Psychodiagnostic Report Outline

Please, put this disclaimer at the top of your report: This report is confidential. Due to the presence of highly specialized information, it should only be interpreted by a qualified professional who received appropriate training in administration and interpretation of the psychological and neuropsychological tests used to generate this report. Please, be aware that not all mental health professionals have the appropriate training and experience.

All testing reports will have unique characteristics as symptom complexity, life history, synergistic medical conditions, etc. will create the need to elaborate or conversely, diminish in scope, aspects of the report. The following basic structure is suggested for all reports:

Header: Name, Date of Birth, Age, Ethnicity/Language, Parents (if applicable), Placement, Education, Occupation, Handedness, Dates of Examination, Date of Report, Examiners

I. Identification and Presenting Problem: Brief description of the client and the reason for assessment, including referral source and precise referral questions.

II. Relevant History: Identify and describe sources of information for all aspects of history.

1.History of present illness.

2.Social/family history.

3.Cultural history and spiritual beliefs.

4.Educational history.

5.Work history.

6.Legal history.

7.Military history.

8.Habit/Substance use history.

9.Hobbies, leisure time pursuits.

10.Medical history including medications currently prescribed.

11.Psychiatric history including medications currently prescribed.

12.Review of records not reviewed in other sections.

III. Behavioral Observations: Client's distinguishing features, including use of prosthetic devises/aids. Client's primary language and language of assessment. Self-reported level of physical comfort during the examination, any medications/substances taken, complaints, if any. Mental Status Exam. Behavior during testing: problem-solving approach, level of cooperation and effort, anxiety. Validity of current testing (based on observations during testing, validity scales, and malingering tests, if any). Include description of efforts made to accommodate testing conditions to specific needs of the client and caveats about possible inaccuracies due to language, culture, education, sensory deficits, and tests or norm deficiencies at the end of this section.

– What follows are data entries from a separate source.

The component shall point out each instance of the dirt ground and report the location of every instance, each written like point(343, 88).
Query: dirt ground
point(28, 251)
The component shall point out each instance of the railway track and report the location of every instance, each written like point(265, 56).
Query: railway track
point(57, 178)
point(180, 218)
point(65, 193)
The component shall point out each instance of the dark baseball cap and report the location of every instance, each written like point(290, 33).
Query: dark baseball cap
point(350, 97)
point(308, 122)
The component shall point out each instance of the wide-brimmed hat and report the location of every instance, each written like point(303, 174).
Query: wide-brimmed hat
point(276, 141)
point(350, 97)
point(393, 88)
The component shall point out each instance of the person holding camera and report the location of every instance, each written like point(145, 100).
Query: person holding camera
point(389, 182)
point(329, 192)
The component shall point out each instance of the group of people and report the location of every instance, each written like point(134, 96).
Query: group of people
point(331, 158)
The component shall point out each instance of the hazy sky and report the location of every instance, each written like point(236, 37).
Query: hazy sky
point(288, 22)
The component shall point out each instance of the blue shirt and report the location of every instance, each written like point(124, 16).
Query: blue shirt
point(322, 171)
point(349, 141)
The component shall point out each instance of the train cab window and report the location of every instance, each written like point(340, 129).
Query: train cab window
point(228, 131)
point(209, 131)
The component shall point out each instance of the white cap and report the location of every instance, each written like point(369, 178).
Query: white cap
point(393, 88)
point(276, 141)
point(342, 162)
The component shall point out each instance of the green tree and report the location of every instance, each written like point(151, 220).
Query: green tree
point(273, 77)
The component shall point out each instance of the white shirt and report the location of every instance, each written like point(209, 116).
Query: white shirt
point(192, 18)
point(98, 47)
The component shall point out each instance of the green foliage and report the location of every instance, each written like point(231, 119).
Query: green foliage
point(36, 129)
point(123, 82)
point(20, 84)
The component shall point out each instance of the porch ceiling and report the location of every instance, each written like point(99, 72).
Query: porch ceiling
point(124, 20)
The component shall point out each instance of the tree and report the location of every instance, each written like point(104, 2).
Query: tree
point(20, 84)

IV. Tests and Procedures Administered: List all the tests by their full name.

V. Test Results: Combine the results of particular tests into coherent assessment of the domains of functioning. Include interpretation of data and ranges and/or percentiles.

1.Overall Intellectual/Cognitive Functioning.

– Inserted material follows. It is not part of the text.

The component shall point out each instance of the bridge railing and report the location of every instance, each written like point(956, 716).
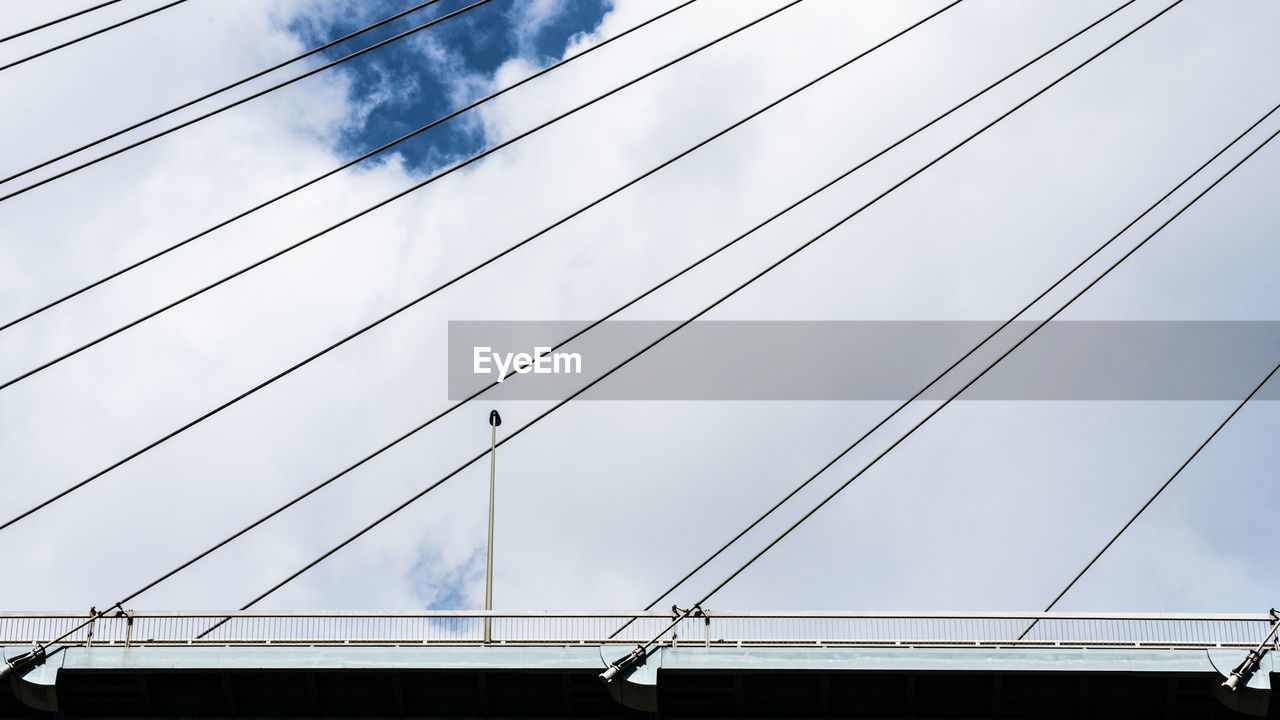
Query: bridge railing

2.Attention/Concentration.

3.Language.

4.Visual-Spatial and Motor Functioning.

5.Memory and Learning.

6.Abstract Reasoning.

7.Emotional/Interpersonal/Adaptive Functioning.

VI. Discussion: Summarize the history, cultural factors, behavioral observations, and test results into a coherent diagnostic picture. Consider DSM-IV Cultural Formulation as part of your overall formulation here. Your goal is to provide evidence for your diagnosis and to substantiate your recommendations. Each diagnosis should be justified by specific, direct reference to exact DSM-IV criteria. Address referral questions here. Detailed instructions and an example of case formulation

VII. DSM-IV Diagnosis: Provide codes and diagnoses on all five axes.

VIII. Recommendations: Concrete recommendations for procedures and treatment.